The holy building, located in the Czech Republic, is known as the “Bone Church” and comes complete with a chilling backstory to accompany its creepy image.
The Czech chapel, officially called the Sedlec Ossuary, is built under the grounds of a former cemetery, and makes use of the graveyard’s deceased residents to decorate its elaborate interior.
After being founded in the 1200s, the cemetery quickly filled up, and had become the final resting place of over 30,000 people by the 1400s.
Plague victims and fallen soldiers were numbered among the thousands of dead in the Sedlec Cemetery, which was completely full by the end of the 1400s.
With no more room to bury anyone else, all the remains were eventually dug up and moved to the underground chapel, where piles of bones were stacked up in sinister pyramids.

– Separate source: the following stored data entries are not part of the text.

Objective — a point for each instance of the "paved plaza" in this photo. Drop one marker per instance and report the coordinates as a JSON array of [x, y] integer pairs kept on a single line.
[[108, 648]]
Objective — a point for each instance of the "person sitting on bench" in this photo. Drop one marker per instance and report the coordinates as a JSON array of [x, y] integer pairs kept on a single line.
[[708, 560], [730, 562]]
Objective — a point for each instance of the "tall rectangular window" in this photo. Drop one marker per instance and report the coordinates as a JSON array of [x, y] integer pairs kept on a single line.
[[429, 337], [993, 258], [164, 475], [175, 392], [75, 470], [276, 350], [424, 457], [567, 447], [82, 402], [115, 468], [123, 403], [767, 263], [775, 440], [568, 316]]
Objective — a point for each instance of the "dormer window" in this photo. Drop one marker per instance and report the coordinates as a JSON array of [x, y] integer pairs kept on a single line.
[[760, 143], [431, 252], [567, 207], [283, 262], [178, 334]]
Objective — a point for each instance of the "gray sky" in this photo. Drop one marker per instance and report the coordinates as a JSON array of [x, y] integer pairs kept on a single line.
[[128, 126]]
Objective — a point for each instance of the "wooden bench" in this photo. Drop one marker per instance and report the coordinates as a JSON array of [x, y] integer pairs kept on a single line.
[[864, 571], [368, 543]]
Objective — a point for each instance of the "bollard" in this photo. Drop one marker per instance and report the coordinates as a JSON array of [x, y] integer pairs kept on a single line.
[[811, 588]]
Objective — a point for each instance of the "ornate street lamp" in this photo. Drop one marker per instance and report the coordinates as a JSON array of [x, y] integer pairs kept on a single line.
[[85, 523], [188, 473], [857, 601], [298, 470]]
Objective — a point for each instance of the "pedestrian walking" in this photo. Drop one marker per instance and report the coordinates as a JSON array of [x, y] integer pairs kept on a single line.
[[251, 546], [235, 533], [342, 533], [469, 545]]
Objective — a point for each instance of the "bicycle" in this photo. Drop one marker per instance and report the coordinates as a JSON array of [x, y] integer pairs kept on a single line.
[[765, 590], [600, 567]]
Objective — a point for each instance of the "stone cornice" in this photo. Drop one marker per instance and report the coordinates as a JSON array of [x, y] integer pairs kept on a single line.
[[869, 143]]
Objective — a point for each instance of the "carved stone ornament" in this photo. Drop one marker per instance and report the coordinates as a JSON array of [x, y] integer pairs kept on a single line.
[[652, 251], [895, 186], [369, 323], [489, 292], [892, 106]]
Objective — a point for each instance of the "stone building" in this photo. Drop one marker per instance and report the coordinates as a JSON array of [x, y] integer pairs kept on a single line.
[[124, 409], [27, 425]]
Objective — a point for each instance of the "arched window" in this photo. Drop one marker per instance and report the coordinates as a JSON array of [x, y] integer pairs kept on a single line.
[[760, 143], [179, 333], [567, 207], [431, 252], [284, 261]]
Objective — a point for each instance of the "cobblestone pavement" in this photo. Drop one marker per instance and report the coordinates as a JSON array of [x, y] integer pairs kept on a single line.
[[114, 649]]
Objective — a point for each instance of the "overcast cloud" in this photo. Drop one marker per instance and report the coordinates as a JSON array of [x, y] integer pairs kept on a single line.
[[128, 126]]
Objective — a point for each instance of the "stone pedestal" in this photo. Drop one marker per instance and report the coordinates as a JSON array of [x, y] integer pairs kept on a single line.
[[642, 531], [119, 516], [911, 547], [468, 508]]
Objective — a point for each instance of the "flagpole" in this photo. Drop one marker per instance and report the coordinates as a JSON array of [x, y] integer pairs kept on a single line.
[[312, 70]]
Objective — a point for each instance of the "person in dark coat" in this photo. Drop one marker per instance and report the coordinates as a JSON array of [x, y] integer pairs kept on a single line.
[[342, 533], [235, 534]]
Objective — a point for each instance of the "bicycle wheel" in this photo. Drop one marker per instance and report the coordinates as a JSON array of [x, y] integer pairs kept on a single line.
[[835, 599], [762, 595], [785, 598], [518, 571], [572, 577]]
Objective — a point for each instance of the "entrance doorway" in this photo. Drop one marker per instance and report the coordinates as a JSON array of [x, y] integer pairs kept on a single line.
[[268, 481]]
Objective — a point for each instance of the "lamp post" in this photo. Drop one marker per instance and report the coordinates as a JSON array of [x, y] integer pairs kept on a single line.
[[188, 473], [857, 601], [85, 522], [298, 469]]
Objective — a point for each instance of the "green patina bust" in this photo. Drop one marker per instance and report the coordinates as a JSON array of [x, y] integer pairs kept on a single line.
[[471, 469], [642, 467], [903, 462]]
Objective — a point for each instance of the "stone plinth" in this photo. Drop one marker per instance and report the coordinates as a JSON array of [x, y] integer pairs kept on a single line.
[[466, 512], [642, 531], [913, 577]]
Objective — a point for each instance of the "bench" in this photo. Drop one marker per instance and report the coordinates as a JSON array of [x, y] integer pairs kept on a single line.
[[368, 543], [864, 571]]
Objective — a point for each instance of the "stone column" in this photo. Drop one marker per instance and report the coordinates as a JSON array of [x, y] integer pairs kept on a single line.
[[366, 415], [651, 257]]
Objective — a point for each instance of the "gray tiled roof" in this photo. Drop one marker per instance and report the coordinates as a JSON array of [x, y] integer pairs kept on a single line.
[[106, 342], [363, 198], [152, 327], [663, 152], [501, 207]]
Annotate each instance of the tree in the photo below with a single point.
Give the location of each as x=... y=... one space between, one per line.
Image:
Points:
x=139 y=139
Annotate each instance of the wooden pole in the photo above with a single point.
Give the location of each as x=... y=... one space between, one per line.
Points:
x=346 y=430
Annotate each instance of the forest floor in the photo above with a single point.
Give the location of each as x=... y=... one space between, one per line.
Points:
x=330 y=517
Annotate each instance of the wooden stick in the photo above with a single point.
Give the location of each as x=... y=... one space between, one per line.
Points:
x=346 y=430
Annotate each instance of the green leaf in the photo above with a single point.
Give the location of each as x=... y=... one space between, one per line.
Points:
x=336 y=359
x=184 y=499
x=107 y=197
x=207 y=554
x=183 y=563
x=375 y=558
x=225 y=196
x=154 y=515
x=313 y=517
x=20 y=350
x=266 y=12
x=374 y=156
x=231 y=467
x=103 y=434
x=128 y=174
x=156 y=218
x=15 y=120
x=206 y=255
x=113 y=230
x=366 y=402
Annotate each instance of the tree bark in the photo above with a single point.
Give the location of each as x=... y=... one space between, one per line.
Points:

Until 1870, the heaps of human remains stood piled up in the chapel, before a noble family hired an artist called František Rint to turn the bones into deathly decorations.
Now the remains of over 40,000 people adorn the chapel walls, with the bones of as many as 70,000 deceased Czechs decorating the creepy building, which sits underground the Cemetery Church of All Saints in the picturesque town of Sedlec.
Masterfully-arranged bleached bones cover almost every ornate surface, whilst a chilling chandelier made out of human bones hangs from the chapel’s ceiling.
This grand fixture is allegedly made from one copy of every bone in the human body, and forms the creepy centrepiece of the cavernous building.
Other bony fittings include a morbid goblet made from human remains, whilst a huge mound of remains lies piled up in one of the building’s dingy corners.
This is certainly a place you really would not want to spend the night in.